According to Bloomberg Intelligence, the U.S. is China’s fifth-largest LNG supplier and exported 1.53 million metric tons of LNG to the country last year, a trade worth around $644 million. China is set to become the world’s largest importer of LNG in the next decade. Bloomberg New Energy Finance forecasts China’s imports growing to 82 million tons a year by 2030, but the country has long term contracts to supply just 42.5 million tons by then, leaving plenty of space for new purchases.
If China were to fill every drop of uncontracted LNG with U.S. gas, that would amount to about $20 billion a year in purchases by 2030. U.S. companies are aiming to boost exports, and PetroChina signed a 25-year purchase contract with Texas-based Cheniere Energy in February for 1.2 tons per annum of LNG. Private companies including Guanghui Energy and ENN Group have joined State-owned CNOOC, PetroChina and Sinopec in the LNG receiving terminals business, increasing channels for spot LNG imports.
Wang also estimated that China may buy more U.S. oil. Figures of Bloomberg Intelligence show U.S. crude oil exports to China were worth $4.4 billion in 2017, and the U.S. Energy Information Administration lifted the 2018 average U.S. crude oil production forecast to a record 10.7 million barrels a day.
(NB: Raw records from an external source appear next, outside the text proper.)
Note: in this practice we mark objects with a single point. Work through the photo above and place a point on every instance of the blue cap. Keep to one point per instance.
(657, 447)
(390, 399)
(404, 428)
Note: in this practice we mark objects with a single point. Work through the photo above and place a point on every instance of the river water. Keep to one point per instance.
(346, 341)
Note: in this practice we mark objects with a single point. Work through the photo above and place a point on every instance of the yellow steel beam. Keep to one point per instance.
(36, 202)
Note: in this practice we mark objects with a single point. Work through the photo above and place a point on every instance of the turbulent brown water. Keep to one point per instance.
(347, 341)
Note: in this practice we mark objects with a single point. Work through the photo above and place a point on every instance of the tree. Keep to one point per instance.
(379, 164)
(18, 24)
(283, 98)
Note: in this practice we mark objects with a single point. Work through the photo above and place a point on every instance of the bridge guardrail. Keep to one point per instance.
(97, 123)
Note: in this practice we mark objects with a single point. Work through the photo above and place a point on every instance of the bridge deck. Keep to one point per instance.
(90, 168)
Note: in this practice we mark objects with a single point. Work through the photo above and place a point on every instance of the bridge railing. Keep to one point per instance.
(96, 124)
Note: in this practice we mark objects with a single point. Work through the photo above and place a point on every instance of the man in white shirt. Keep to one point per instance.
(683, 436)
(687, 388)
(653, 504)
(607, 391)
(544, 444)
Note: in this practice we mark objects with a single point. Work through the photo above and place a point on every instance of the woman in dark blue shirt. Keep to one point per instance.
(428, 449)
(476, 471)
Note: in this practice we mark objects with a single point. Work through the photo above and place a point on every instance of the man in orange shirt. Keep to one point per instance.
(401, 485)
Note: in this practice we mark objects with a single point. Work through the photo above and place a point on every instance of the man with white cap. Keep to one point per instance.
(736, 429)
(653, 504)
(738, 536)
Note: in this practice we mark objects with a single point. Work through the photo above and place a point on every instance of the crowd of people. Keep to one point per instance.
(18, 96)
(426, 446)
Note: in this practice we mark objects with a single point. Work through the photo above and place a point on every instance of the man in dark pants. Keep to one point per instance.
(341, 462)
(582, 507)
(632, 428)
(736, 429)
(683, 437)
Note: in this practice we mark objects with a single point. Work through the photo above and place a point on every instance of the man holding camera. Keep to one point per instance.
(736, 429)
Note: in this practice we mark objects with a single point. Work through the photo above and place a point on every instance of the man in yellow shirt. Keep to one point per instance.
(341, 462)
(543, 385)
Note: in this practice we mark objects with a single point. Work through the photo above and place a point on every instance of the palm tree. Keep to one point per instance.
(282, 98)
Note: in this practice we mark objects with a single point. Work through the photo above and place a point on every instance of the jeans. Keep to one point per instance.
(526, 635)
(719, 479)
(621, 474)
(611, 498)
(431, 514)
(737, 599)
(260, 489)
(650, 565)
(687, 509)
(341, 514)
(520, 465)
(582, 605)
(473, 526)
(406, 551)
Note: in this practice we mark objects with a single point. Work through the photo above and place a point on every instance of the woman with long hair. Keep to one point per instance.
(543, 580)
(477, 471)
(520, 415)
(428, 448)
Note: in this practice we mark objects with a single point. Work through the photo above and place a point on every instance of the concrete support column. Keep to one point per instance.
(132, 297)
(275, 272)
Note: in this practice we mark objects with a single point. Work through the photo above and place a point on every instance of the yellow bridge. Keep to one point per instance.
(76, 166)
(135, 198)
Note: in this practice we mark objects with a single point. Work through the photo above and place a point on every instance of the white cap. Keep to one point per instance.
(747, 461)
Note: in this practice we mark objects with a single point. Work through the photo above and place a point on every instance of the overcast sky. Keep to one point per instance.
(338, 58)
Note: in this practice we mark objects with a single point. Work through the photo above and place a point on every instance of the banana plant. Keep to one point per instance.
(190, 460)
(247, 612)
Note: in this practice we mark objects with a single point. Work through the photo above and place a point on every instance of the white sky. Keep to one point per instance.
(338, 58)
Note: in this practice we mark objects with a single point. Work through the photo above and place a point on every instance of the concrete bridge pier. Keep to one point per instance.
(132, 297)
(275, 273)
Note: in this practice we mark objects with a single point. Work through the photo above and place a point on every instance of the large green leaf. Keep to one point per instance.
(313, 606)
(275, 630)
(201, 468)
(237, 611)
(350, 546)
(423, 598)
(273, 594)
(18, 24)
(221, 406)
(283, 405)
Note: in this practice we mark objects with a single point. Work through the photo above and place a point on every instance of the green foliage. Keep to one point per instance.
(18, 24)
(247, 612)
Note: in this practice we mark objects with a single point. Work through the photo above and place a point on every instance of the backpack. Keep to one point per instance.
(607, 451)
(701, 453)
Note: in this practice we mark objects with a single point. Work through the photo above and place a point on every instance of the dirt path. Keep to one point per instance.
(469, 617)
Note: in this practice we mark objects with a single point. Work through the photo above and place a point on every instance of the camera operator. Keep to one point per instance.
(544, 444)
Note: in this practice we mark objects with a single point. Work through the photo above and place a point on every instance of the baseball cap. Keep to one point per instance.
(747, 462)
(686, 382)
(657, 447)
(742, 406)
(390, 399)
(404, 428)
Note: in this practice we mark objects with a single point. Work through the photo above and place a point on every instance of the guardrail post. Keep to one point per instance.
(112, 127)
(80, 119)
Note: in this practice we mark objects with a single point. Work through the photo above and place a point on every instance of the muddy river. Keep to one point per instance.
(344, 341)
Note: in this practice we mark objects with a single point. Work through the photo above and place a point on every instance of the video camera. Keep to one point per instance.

This may lead to more crude oil exports this year, she said. However, for now, for China, the biggest importer of oil in the world, U.S. crude is just a small part of its portfolio, with major suppliers like Saudi Arabia and Russia having the biggest shares.
There’s a lot of room left for China to increase imports of LPG, says Bloomberg Intelligence, fuel that’s used mainly for cooking, heating and transportation. Last year, China bought 3.56 million tons, or about 113,000 barrels a day, from the U.S., worth $1.86 billion. Only the UAE. supplied more, sending 6.49 million tons worth $3.19 billion.
Still, China’s imports from the U.S. were far lower than total estimated American LPG exports of about one million barrels a day in 2017. With shale output still booming and economic growth in the Asian nation showing little sign of slowing down, trade in products such as propane and butane can potentially be boosted. If that happens, other suppliers such as Saudi Arabia and Qatar may lose out on the prized Chinese market.
China could also increase its ethanol imports as the government expands its use in vehicles nationwide by 2020, according to Shanghai JC Intelligence. Purchases surged in the first quarter as buyers sought to secure supply ahead of extra tariffs and as expensive domestic corn made imports attractive. The U.S. accounted for about 86 percent of China’s ethanol imports in the first three months of this year, according to customs data.